Meryl blinked, staring at the screen in shock as Millie struck Knives on the face.

She got a reaction. Meryl flinched as the Plant grabbed Millie instantly, forcing her back to the wall where his brother's arm lay creepily on the light bench, and pinning her against the wall there. She struggled against him and he put a hand across her chin, forcing back her head.

He's going to kill her.

Meryl didn't dare tear her eyes away from the images, but it didn't stop her mouth. "Get someone in there! He's going to kill her!"

Her demand was met by silence, and after a split second of watching Millie struggling against Knives, she glared at the commander.

He was watching with almost an impassive face.

"Henry team –"

"No." Bryan's voice was soft but his tone was final.

She glanced between the startled bald man and his commander. "What?"

Dr. Greer was wringing his hands, obviously distressed. "The Plant will be unconscious in mere moments –"

"She doesn't have moments!" Meryl was practically screaming. She had the schematics, she'd watched them revolving around. She knew how to get to the lift from this room, and –

Meryl whipped around and started for the door, but she was caught instantly by an enormous hand. "Where-"

"Let go of me!" She struggled, tugging sharply on her arm, but she might as well have been fighting Knives herself. The bald man didn't even budge. "He's going to kill her!"

"I hope not," Bryan murmured. "But we can't send anyone else in there."

"Please, Ms. Stryfe," Phillip tried, "the room is sealed to allow the gas to work. Our men would be incapacitated just like your friend and the Plant-"

She stared at the monitor, watching Knives bear Millie to the floor. She was struggling less, now, he was probably choking the life out of her.

Meryl redoubled her efforts, and without quite knowing how his arms were suddenly bands of steel around her, pinning her arms to her sides. He turned her away from the monitor, but she craned her neck towards the table.

"Let me go! He's killing her -"

"You can't leave this room," the general said regretfully. "I'm sorry."

It was harder to see the image on the conference room table, it was flat instead of projected on the wall. But Meryl could still make out the exact moment when Millie started to convulse. Knives still had her pinned, and red blood began flooding from her nose.

"NO!"

Meryl stared in shock as Millie's convulsions grew worse, and her eyes rolled back in her head. She'd dropped the guns long ago. Still Knives held her, pressing himself upright with the arm that was killing her. Meryl forgot to struggling, just watching as the seconds ticked by, and the form of Knives finally toppled. Even in unconsciousness he didn't release Millie, and her limp form collapsed beneath the weight of his.

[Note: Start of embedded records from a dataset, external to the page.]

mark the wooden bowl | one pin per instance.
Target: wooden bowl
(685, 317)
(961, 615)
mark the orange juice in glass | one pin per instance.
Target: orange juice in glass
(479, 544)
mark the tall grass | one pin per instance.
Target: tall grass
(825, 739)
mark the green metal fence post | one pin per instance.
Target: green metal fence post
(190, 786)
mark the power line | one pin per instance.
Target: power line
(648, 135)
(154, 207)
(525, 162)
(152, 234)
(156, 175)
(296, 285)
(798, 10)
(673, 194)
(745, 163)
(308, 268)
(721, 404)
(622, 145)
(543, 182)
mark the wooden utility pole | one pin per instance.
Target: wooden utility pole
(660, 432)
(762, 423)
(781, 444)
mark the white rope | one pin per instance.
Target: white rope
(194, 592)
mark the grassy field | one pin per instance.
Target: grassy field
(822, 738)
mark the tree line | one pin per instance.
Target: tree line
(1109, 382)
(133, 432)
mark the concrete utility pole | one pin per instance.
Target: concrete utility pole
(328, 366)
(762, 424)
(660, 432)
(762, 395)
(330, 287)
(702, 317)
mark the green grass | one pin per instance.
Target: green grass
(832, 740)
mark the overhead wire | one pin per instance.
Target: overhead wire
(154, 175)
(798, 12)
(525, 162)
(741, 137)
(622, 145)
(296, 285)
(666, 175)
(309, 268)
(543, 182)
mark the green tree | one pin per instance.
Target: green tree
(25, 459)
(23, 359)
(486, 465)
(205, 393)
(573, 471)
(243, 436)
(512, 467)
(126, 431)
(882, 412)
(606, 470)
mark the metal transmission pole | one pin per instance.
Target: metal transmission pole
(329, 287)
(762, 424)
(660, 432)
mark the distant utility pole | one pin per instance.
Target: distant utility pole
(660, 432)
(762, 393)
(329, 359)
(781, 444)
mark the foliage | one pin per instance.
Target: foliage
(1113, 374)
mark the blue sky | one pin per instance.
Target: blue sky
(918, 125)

Her legs twitched twice more, and then she was as still as he was.

Elizabeth was gripping the edge of the table with one hand, the other covering her mouth. Neither Dr. Greer nor Terry would meet Meryl's gaze, but the severe woman actually sought out her eyes.

"I will do my best," she said shortly, then turned towards the commander. "It's safe to send in the teams."

"Clear the air and get someone in there," he responded quietly.

- . -

Author's Notes: So see, the stupid humans in the SEEDs ship had a plan all along! Who needs a pesky Vash to save them. You might notice that the bald man is a general and Bryan, who is clearly in charge, is a commander. There's a reason for that normally odd combination, seeing as a general is higher-ranking than a commander. It will get covered.

You might also note that this insinuates that there was indeed, at one point, a Tessla. That is the single image I've stolen from the manga (which I have ordered and am waiting for impatiently! The two books, and vols 1-8. But that's not the END! I'll have to wait until the end of the year to find out how it ENDS!) and yes, I know it's cheating, but it was too perfect not to steal.

This chapter was also quickly-written, and I caught what I could on a read-through. I apologize if there are mistakes in this chapter.